The search for the fleeting documentation of live theatre and performances just became easier with the launch of the interactive, digital Cuban/Latino Theater Archive (http://scholar.library.miami.edu/archivoteatral/). In this initial phase the archive draws on the works, both written texts and live-art performance, of theatre practitioners. The site contains over 2,000 images of photographs, video recordings, sketches for costumes and stage design, program notes, director’s notebooks, and newspaper clippings.
“The challenge we set out to solve was to create a coherent framework for documentary material based on the complex relationships in live theater”, says Dr Lillian Manzor, director of the archive and associate professor in foreign languages and literatures at the University of Miami.
The digital archive opens up a new approach for theatre researchers and artists. They can discover the relationships between productions, writers, directors, actors, texts, and theatre companies, and the related documentary material that is scattered across personal and institutional collections. A development feature of the archive is the Web-Scenes/Red-escenas that are interpretative, critical, multi-media essays on different aspects of theatrical production.

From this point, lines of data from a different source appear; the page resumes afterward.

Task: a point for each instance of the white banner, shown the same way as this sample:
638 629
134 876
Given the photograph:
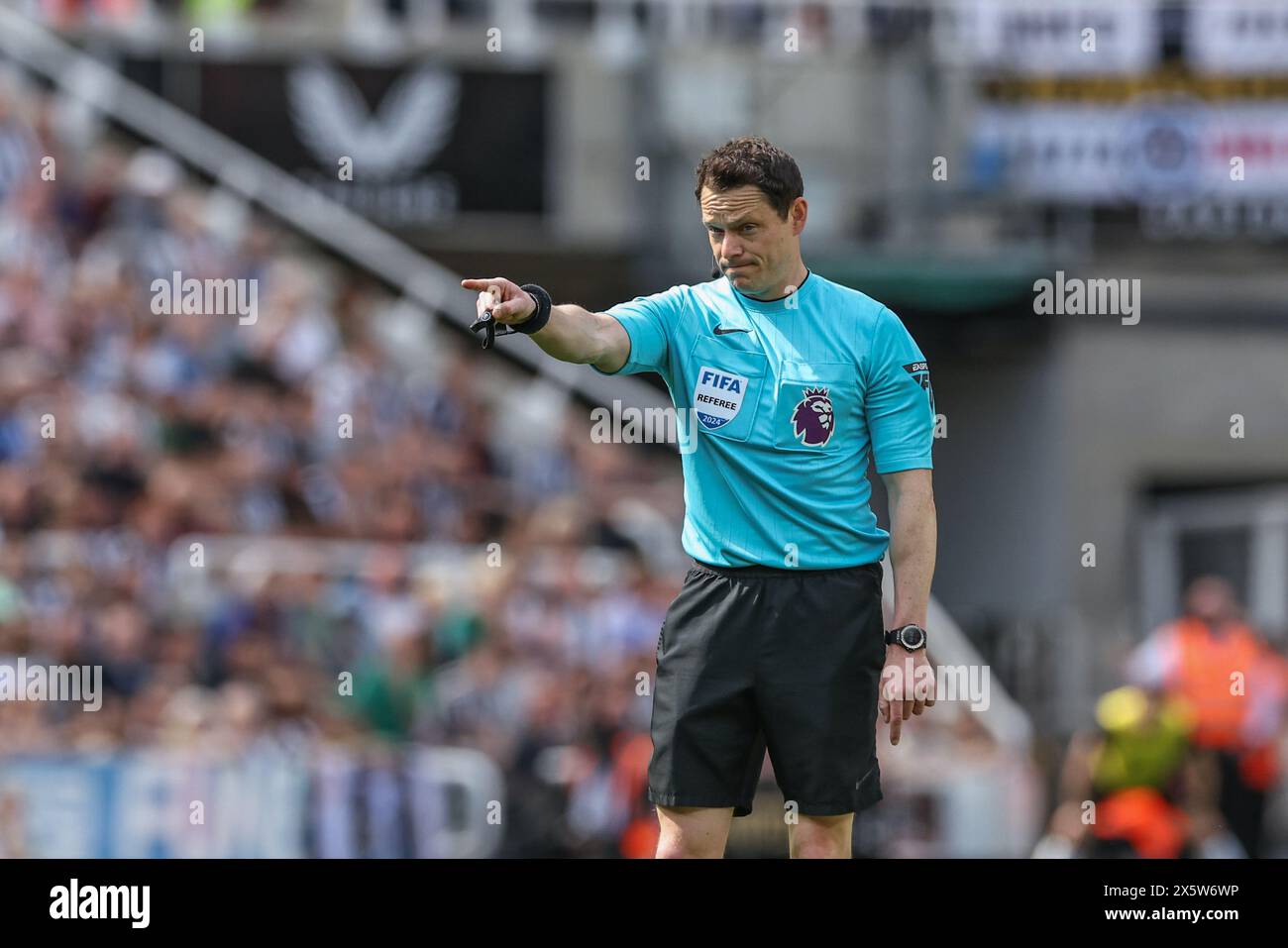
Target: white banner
1055 37
1237 35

The focus is on Greater Cuba, a term for the island and the diaspora which, as Dr. Manzor explains, “suggests the ‘border zone’ in which citizenship is reformulated as a result of the encounter between competing national jurisdictions and the global economy.”
The digital archive continues to grow and, like theatre, aims to be collaborative. The database and web-scene platforms are available to other communities of Latino/a scholars and artists interested in the preservation of live theater and performance as intangible cultural heritage. The archive is being developed with the collaboration and feedback from theater practitioners, theatre scholars, librarians, artists, and scientists in the US, and independent collaborators in Cuba. The development of the Cuban/Latino Theater Archive was supported by a fellowship from the University of Miami Libraries.